Module 02: Experiment Tracking
The Problem This Module Solves
Your team has been training models for six months. The best model - the one currently in production - was trained by an engineer who left the company last month. The model is starting to drift. You need to retrain it. But nobody knows which version of the training data was used, what learning rate schedule produced those results, whether early stopping was enabled, which random seed generated the validation split, or which commit of the preprocessing code was active at the time.
This is not hypothetical. It happens to nearly every ML team that grows past three people without a tracking discipline. The result is months of lost work, eroded trust, and missed business deadlines.
Experiment tracking is the solution.
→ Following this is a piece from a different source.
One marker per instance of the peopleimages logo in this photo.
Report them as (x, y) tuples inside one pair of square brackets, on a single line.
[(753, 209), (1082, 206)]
It is the discipline of recording every meaningful artifact of every training run so that any result can be reproduced, any decision can be audited, and any model can be explained.
What You Will Learn
This module covers the full spectrum of experiment tracking - from the philosophical case for why it matters, through production-grade tool usage, to organization and selection at scale.
Lessons in This Module
| # | Lesson | Core Problem Solved |
|---|---|---|
| 01 | Why Experiment Tracking | Your best model cannot be reproduced |
| 02 | MLflow Deep Dive | 20-person team, 500 experiments per week |
| 03 | Weights & Biases | Research team across 3 time zones |
| 04 | Hyperparameter Optimization | 200-trial grid search misses optimal region |
| 05 | Artifact Management | 2000 runs - can't find the production model |
| 06 | Comparing & Reproducing Runs | Three models with similar AUC - which goes to prod? |
Key Tools Covered
- MLflow - open-source tracking, model registry, serving
- Weights & Biases (W&B) - hosted platform, sweeps, team collaboration
- Optuna - hyperparameter optimization with Bayesian search and pruning
- Hydra - configuration management for ML experiments
- DVC (intro) - data and artifact versioning alongside runs
Prerequisites
- Module 01: ML Lifecycle and Pipeline Fundamentals
- Comfortable with Python and at least one ML framework (scikit-learn, PyTorch, or TensorFlow)
- Basic familiarity with git
Outcome
After this module you will be able to design and implement a production experiment tracking system that your entire team uses - from day one of a new project through model retirement.